Estaban allí, trío invisible entre la multitud de esclavos, de marineros y de curiosos; habían venido a recibirme. Los espíritus tienen la particularidad de que no envejecen y guardan la forma de su juventud recobrada. Man Yaya, alta negra nago de relucientes dientes. Abena, mi madre, princesa de tez de jade con las sienes estiradas por los chirlos rituales. Yao, mapou de anchos y poderosos pies.
Renunció a describir los sentimientos que experimenté mientras se apretujaban contra mí.
Exceptuando esto, mi isla no festejaba mi llegada. Llovía y el rebaño húmedo de tejados se aglutinaba alrededor de la maciza silueta de una catedral. Por las calles chorreaba un agua fangosa en la que chapoteaban personas y animales. Sin duda un negrero acababa de anclar en el puerto, pues bajo el tejadillo de paja de un mercado unos ingleses, hombres y mujeres, examinaban los dientes, la lengua y el sexo de los bossales[12] temblorosos de humillación.
¡Qué fea era mi ciudad! Pequeña, mezquina. Un enclave colonial sin envergadura infestado de olor a lucro y sufrimiento.
Subí por Broad Street y casi sin quererlo me encontré ante la casa que había ocupado mi enemiga Susana Endicott. Sin embargo, en vez de alegrarme por las palabras que Man Yaya me soplaba al oído, explicándome de que manera la arpía había entregado el alma después de haber estado nadando durante semanas en el jugo ardiente de sus orines, una emoción inesperada me oprimía el corazón.
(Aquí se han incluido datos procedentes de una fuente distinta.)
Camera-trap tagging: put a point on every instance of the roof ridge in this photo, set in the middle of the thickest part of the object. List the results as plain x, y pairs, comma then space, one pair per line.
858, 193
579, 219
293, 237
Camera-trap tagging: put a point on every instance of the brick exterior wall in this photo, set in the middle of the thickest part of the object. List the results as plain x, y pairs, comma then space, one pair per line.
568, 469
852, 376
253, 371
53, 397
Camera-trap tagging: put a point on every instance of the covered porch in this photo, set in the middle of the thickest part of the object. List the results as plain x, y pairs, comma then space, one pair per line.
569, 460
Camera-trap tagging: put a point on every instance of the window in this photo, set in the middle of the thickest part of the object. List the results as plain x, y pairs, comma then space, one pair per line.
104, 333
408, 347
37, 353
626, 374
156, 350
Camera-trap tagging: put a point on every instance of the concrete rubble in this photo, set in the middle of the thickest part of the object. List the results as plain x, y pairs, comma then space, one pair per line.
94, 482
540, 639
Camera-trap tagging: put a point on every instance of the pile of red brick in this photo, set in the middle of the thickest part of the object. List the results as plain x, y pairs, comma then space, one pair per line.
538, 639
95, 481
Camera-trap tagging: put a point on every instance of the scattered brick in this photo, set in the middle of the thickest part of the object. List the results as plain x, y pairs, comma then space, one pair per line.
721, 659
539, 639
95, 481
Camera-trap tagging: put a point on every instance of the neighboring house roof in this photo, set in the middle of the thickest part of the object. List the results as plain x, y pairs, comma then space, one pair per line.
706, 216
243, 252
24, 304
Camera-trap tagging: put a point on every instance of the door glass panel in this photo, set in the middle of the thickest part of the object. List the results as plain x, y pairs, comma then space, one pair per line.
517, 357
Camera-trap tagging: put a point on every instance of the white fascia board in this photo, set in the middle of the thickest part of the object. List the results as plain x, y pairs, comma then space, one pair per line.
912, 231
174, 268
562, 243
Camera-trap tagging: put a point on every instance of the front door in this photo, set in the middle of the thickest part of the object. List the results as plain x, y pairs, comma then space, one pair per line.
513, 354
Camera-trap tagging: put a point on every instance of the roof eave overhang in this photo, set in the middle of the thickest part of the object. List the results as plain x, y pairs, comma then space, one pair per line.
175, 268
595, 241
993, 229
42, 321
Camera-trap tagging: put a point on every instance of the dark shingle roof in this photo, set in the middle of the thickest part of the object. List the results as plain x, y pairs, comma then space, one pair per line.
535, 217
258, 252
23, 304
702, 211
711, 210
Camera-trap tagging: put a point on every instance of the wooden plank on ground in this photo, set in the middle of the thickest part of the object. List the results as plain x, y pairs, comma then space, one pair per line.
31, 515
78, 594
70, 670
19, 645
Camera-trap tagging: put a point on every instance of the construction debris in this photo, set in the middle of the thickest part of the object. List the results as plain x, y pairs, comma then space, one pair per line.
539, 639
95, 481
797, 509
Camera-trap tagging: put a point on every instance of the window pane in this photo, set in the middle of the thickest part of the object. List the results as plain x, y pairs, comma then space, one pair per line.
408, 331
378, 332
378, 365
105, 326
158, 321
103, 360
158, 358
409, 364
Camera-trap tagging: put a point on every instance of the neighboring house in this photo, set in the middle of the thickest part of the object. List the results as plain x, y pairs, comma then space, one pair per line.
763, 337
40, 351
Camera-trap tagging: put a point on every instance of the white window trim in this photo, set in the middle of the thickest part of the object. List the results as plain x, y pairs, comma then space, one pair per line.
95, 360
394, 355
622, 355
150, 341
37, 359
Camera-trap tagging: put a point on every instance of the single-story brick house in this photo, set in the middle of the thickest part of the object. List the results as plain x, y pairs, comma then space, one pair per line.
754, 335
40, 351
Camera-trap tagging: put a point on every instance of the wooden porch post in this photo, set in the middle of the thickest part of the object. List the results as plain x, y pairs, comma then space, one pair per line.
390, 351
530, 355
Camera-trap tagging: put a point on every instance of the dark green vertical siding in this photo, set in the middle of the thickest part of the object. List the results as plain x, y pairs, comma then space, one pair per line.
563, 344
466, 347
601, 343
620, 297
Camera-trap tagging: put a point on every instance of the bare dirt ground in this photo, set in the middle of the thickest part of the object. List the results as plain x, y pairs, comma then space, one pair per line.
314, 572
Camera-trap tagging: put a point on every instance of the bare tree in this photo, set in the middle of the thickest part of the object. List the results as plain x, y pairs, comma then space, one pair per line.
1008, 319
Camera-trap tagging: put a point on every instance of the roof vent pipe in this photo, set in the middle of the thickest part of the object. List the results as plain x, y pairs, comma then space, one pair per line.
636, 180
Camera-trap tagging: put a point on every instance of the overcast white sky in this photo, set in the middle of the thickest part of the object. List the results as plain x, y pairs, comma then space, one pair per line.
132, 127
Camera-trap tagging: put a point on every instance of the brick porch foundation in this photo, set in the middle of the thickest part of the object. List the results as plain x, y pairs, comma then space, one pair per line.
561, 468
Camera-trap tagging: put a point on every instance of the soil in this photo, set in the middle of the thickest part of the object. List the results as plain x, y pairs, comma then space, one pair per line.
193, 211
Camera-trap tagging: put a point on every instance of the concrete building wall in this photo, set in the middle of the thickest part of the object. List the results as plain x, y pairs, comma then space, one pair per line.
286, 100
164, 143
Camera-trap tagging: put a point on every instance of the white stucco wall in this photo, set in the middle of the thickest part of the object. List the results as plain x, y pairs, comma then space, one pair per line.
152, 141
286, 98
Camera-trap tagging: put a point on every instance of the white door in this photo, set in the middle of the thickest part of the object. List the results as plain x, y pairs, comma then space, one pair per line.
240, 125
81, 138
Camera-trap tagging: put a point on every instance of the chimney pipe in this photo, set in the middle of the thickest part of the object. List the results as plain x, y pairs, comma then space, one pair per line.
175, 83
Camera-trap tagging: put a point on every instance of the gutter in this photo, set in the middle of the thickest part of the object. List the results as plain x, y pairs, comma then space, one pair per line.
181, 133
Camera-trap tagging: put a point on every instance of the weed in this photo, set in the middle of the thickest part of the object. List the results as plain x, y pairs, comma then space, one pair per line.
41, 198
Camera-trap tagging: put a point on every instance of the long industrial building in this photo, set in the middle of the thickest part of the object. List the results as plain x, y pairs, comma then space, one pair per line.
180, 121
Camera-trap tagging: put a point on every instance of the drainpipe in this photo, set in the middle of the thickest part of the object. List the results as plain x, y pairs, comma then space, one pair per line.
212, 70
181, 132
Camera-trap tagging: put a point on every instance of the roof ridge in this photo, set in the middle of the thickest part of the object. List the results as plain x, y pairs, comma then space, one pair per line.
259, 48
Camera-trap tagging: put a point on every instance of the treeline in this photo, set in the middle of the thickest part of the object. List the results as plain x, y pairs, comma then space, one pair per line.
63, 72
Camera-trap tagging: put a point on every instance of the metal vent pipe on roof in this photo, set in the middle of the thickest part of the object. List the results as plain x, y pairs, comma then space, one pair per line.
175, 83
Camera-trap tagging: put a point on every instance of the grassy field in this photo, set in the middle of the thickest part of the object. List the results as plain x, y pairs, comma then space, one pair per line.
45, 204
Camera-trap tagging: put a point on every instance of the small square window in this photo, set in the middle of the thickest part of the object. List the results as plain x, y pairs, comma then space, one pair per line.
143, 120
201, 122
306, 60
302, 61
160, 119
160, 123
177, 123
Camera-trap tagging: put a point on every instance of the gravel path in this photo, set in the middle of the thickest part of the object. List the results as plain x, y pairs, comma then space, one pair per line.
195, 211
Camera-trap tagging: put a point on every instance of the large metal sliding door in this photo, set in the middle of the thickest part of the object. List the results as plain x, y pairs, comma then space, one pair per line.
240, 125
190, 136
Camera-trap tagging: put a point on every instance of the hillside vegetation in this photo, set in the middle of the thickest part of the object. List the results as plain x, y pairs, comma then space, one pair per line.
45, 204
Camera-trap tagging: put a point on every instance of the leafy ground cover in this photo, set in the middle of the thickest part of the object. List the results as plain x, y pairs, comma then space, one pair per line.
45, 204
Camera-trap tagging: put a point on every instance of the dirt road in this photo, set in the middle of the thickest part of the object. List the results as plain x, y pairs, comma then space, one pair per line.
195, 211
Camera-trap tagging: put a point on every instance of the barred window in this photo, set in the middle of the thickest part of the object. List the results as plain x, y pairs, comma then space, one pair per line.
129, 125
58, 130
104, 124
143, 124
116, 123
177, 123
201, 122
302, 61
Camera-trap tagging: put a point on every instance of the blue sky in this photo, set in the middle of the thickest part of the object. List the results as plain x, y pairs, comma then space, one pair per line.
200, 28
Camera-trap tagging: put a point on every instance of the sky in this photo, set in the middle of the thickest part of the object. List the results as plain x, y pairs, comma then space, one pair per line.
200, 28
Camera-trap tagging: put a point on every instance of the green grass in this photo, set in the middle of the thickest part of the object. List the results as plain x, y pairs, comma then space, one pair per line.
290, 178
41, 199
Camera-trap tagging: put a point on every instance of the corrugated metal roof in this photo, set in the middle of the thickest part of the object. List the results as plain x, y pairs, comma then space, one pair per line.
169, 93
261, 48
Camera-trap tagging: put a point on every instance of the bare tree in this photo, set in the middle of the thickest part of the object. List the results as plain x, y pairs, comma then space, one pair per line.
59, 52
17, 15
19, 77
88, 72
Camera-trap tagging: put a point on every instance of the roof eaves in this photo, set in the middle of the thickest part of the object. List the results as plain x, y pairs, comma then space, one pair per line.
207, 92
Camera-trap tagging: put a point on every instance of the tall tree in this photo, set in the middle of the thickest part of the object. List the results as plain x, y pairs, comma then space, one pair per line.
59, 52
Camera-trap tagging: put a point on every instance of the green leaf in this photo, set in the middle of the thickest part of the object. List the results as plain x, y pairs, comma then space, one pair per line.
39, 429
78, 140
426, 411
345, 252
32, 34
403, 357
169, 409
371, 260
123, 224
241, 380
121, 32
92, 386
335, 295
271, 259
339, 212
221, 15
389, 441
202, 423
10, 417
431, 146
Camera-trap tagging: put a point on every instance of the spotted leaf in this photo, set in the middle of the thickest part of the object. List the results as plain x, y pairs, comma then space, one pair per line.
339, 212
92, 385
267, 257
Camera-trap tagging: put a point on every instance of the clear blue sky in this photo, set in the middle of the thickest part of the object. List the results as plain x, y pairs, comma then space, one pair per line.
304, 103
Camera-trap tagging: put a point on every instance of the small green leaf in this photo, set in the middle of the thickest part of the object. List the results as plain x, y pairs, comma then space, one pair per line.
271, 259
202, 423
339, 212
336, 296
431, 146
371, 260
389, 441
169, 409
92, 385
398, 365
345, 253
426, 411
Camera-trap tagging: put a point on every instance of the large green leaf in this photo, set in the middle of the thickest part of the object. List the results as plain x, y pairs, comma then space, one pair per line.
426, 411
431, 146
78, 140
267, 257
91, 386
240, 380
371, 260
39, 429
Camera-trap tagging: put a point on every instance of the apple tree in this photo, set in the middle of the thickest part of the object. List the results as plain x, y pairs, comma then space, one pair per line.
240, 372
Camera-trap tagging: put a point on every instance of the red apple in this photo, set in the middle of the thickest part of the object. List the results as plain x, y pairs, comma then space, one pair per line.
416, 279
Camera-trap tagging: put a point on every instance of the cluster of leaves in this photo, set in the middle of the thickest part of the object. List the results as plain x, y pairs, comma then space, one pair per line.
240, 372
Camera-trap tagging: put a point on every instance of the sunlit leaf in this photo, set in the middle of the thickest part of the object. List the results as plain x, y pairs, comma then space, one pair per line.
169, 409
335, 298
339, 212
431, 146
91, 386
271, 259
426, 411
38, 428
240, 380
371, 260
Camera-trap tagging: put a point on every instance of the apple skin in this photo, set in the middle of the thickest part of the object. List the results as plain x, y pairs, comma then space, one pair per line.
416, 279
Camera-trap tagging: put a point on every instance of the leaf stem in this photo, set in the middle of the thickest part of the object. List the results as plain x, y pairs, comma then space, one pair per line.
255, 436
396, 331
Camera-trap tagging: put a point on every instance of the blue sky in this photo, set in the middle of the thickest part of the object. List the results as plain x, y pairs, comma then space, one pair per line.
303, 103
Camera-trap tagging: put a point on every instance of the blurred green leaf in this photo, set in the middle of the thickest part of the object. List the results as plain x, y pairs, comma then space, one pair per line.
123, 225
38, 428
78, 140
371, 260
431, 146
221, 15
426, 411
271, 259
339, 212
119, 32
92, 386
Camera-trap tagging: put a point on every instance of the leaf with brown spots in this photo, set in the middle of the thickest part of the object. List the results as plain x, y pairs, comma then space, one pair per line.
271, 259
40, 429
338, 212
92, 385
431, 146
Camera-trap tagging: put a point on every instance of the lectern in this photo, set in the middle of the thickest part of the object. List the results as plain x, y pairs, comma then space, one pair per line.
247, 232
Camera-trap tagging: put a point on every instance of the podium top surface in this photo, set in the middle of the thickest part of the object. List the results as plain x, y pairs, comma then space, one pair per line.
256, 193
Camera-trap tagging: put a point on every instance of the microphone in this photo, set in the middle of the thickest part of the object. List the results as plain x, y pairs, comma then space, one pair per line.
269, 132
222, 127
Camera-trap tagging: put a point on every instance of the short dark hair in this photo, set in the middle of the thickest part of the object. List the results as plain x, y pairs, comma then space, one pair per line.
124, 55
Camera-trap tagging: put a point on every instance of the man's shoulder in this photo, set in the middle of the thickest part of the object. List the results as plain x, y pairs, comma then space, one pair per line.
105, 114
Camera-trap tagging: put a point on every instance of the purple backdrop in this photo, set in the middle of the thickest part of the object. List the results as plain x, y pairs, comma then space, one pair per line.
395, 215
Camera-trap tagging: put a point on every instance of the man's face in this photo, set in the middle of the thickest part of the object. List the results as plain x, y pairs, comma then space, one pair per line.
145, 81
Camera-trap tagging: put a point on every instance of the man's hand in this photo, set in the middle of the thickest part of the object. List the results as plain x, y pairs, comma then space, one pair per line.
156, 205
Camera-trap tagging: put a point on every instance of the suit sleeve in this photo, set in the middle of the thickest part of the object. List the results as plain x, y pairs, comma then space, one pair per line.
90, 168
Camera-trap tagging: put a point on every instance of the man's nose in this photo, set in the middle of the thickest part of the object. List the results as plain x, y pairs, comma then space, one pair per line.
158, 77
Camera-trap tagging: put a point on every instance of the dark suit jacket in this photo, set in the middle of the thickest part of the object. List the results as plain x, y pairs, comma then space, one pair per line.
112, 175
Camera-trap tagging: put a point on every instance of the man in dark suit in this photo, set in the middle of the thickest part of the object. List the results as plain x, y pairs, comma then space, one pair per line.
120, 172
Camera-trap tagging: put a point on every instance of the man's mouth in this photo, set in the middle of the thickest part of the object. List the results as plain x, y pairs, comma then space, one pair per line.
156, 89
Hubiera dado cualquier cosa para revivir los años en los que dormía, noche tras noche, entre los brazos de John Indien con la mano sobre aquel sexo que tanto placer me proporcionaba. Hubiera dado cualquier cosa para verle enmarcado por nuestra pequeña puerta y escuchar palabras de acogida, irónicas y tiernas, como él sabía pronunciarlas.
—¡Hola, aquí está mi mujer rota! Has rodado por la vida como una piedra sin musgo y regresas con las manos vacías.
Intenté reprimir mis lágrimas pero Abena, mi madre, me observaba y dijo suspirando:
—¡Vaya! Ahora lloras por aquel canalla.
Después de esta nota discordante, los tres espíritus se replegaron sobre ellos mismos formando una nube traslúcida que se elevó sobre las casas y Man Yaya me explicó:
—Nos llaman de otro lugar. Nos reuniremos contigo esta noche.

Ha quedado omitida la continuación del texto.